Casual workers win struggle for permanent jobs at the South African Post Office (SAPO)


On Friday 19 April, the South African Post Office agreed to employ over 200 casual workers on a permanent basis. The workers, from the Witspos depot in Johannesburg, went on strike on Tuesday 16 April, 2013, with the single demand that they be made permanent by SAPO. By Friday 19 SAPO caved in to the workers’ demand.


The strike was unprotected and organized entirely by the workers themselves, despite 2 trade unions organizing in SAPO. Workers rejected the involvement of either the South African Postal Workers Union (SAPWU) and the Cosatu-affiliated Communications Workers Union.
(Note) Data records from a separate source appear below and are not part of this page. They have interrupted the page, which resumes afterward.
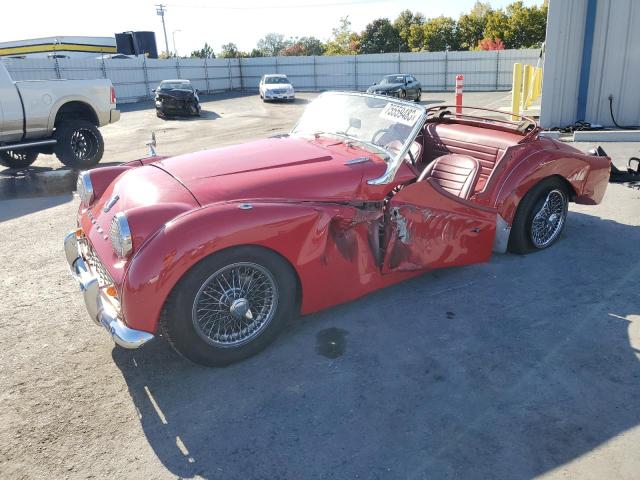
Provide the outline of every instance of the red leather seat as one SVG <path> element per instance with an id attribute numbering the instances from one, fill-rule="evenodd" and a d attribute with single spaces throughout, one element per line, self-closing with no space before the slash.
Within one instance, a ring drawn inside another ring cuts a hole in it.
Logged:
<path id="1" fill-rule="evenodd" d="M 442 155 L 427 165 L 418 181 L 425 178 L 452 195 L 468 200 L 480 178 L 480 162 L 467 155 Z"/>

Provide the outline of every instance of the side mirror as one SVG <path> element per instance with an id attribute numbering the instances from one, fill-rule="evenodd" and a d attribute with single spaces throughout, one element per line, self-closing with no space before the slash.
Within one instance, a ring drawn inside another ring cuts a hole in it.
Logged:
<path id="1" fill-rule="evenodd" d="M 152 89 L 151 89 L 151 93 L 156 93 L 156 89 L 155 89 L 155 88 L 152 88 Z"/>
<path id="2" fill-rule="evenodd" d="M 355 118 L 355 117 L 349 118 L 349 128 L 360 129 L 360 127 L 362 127 L 362 121 L 359 118 Z"/>
<path id="3" fill-rule="evenodd" d="M 200 90 L 198 90 L 197 88 L 196 88 L 196 93 L 200 93 Z"/>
At a mass meeting on Wednesday 17 April the workers decided to march to the Cosatu head office to object to what they regarded as the federation’s interference in their struggle. This was in response to Cosatu representatives meeting SAPO management without consulting the striking workers. Instead, a Casual Leadership Committee led the strike, and will meet management, alongside a similar committee for labour broker workers, on 25 and 26 April on the timelines for the conversion of workers’ status to permanent. This is in line with the post-Marikana strike wave, where the majority of strikes have been wildcat, and led by independent workers committees, in explicit rejection of trade union involvement.


The latest casual worker strike comes in the wake of a long struggle by labour broker and casual workers at SAPO, dating back to at least 2005, when the company was obliged to enter into an agreement to convert labour broker workers into permanent SAPO workers. But the CWU, which was temporarily deregistered by the department of labour in 2012 and still has this possibility hanging over it, had signed a very weak agreement. Together with CWU’s organizational weakness, SAPO simply ignored implementation of the 2005 agreement.
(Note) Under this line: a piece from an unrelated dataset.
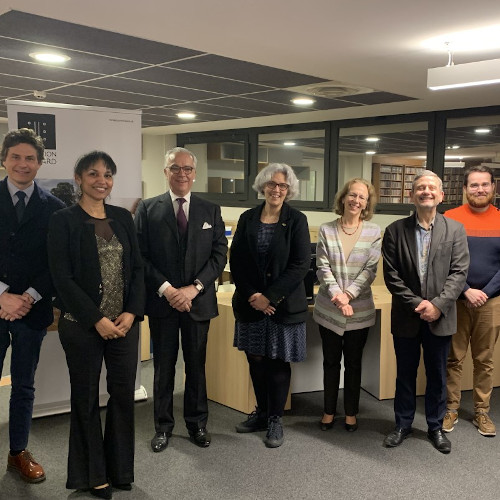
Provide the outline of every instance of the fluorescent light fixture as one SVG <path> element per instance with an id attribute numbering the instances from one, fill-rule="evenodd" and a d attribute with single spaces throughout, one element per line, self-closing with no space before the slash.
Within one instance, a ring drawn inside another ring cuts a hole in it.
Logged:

From July 2011 to May 2012 labour brokers workers again embarked on a series of unprotected strikes, this time rejecting the involvement of CWU in particular, and ultimately winning some victories at several Gauteng Witspos depots. In March 2013 hundreds of SAPO workers again embarked on a wildcat strike, leading to the dismissal of 588 workers.


The casual workers at Witspos Johannesburg depot must be saluted for their victorious struggle. However, workers’ problems at SAPO are not yet over. The company still employs a large number of casual and labour broker workers nationally. Its strategy is clearly to only give in to workers’ demands for permanent employment when workers are prepared to take action in support of this demand.